|A snapshot of the dmoz unreviewed queue|
quality versus quantity
Much debate takes place in this forum about the time taken to process the unreviewed pools of sites in dmoz. Editors frequently comment that it can take a long time to find listable sites in the unreviewed pool, let alone ones with guidelines-compliant titles and descriptions. Webmasters frequently comment that sites should be listed more quickly.
So just to add some real factual data into the pot, I'll just highlight progress in one of the top-level category trees that receives a lot of webmaster submissions.
In the last two weeks and two days, the size of the unreviewed pool has been cut by a total of just over four thousand sites. That's approximately 20% of the total pool in that category tree. In the same period, the number of listed sites within that category tree has increased by less than 350 sites. So in this reasonably sized sample of reviewed sites, less than ten percent were listable in the branch where they were submitted, the rest were 404, under construction, sites with very limited content, spam, duplicates, mirrors, affiliates or mis-submitted sites.
So when dmoz editors tell you to submit a guidelines-compliant title and description so that it stands out from all the rubbish in the unreviewed pool, you can trust them that that's extremely good advice.
Good post John
I am amazed that there is such a high proportion of rubbish submissions editors have to wade through.
You can lead a horse to water......
|less than ten percent were listable in the branch where they were submitted |
In other words, 90% of the time spent by editors in reviewing new submissions is wasted.
It's amazing how many times at WebmasterWorld posters automatically jump to the conclusion that their site has not been listed because of editor abuse.
As we can see from your statistic, 90% of the delay is caused by submitter abuse. Perhaps with this level of abuse, it is time to either close the submission/suggestion page, or require some longer, more quality-assuring procedure as part of site suggestion.
Perhaps make a note on the submission site for webmasters NOT to submit sites ahead of time simply because "by the time it'll get listed it'll be ready". I've seen this so often just because it takes 3 months to list a site they assume it will not be looked at for 3 months.
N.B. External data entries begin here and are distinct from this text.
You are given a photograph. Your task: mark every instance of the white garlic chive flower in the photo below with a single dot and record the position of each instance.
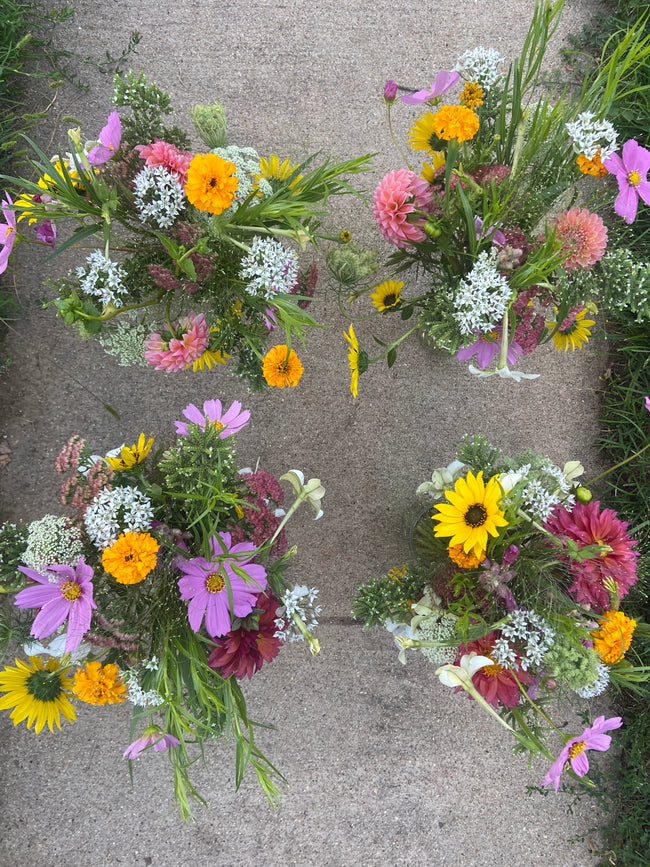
(525, 639)
(599, 686)
(52, 540)
(269, 268)
(481, 65)
(589, 134)
(301, 601)
(121, 510)
(158, 195)
(482, 297)
(103, 278)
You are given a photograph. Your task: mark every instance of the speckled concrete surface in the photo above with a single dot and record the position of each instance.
(386, 767)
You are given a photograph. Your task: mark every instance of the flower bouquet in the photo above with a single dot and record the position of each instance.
(516, 596)
(498, 222)
(190, 258)
(165, 588)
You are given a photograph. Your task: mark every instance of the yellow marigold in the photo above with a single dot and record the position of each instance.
(466, 561)
(614, 636)
(211, 183)
(99, 684)
(455, 121)
(281, 366)
(131, 558)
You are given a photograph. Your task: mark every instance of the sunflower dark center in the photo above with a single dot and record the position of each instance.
(476, 515)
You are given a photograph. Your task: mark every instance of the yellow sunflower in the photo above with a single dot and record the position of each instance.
(387, 295)
(471, 514)
(36, 693)
(281, 366)
(353, 358)
(211, 183)
(575, 335)
(129, 457)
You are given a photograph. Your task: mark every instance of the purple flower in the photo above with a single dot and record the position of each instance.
(205, 583)
(229, 422)
(7, 232)
(62, 593)
(486, 347)
(631, 173)
(152, 737)
(109, 141)
(443, 82)
(574, 749)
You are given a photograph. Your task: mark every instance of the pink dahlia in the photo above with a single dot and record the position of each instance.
(178, 352)
(587, 525)
(398, 197)
(243, 651)
(583, 236)
(160, 153)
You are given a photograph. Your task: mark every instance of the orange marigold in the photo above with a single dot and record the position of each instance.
(99, 684)
(455, 121)
(281, 367)
(614, 636)
(211, 183)
(131, 558)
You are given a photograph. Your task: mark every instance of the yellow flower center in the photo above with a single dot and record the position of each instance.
(215, 583)
(71, 591)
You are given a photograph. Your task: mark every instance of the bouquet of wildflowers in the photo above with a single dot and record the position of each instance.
(496, 231)
(517, 596)
(163, 587)
(188, 258)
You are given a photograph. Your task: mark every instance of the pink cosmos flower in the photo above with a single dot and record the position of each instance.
(229, 422)
(160, 153)
(397, 197)
(205, 584)
(587, 525)
(574, 750)
(62, 593)
(109, 141)
(178, 353)
(444, 80)
(7, 232)
(631, 172)
(583, 236)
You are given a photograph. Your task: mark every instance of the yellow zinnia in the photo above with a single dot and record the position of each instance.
(471, 514)
(211, 183)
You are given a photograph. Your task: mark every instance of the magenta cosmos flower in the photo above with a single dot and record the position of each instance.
(398, 197)
(444, 80)
(205, 583)
(574, 750)
(587, 525)
(229, 422)
(631, 172)
(62, 593)
(109, 141)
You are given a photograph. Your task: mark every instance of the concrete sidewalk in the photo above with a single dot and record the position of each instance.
(386, 766)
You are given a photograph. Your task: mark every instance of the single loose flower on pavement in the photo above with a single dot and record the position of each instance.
(471, 514)
(131, 558)
(281, 366)
(631, 172)
(38, 694)
(227, 422)
(574, 751)
(61, 594)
Instead it might get looked at in the first week and not list for another 3 months for various reasons.
Perhaps it'll be worth it to make it TRIPLE clear to folks that submiting "ahead of time" unfinished sites will lead in the site not beeing listed at all.
Excuse me for hijacking the thread, but I was wondering how long it takes from a site beeing found in a search on dmoz.org to the site actaully appearing in the category?
>In other words, 90% of the time spent by editors in reviewing new submissions is wasted.
I'm guessing the area he is writing about is Shopping or Business. 90% of all submissions being bad seems high overall.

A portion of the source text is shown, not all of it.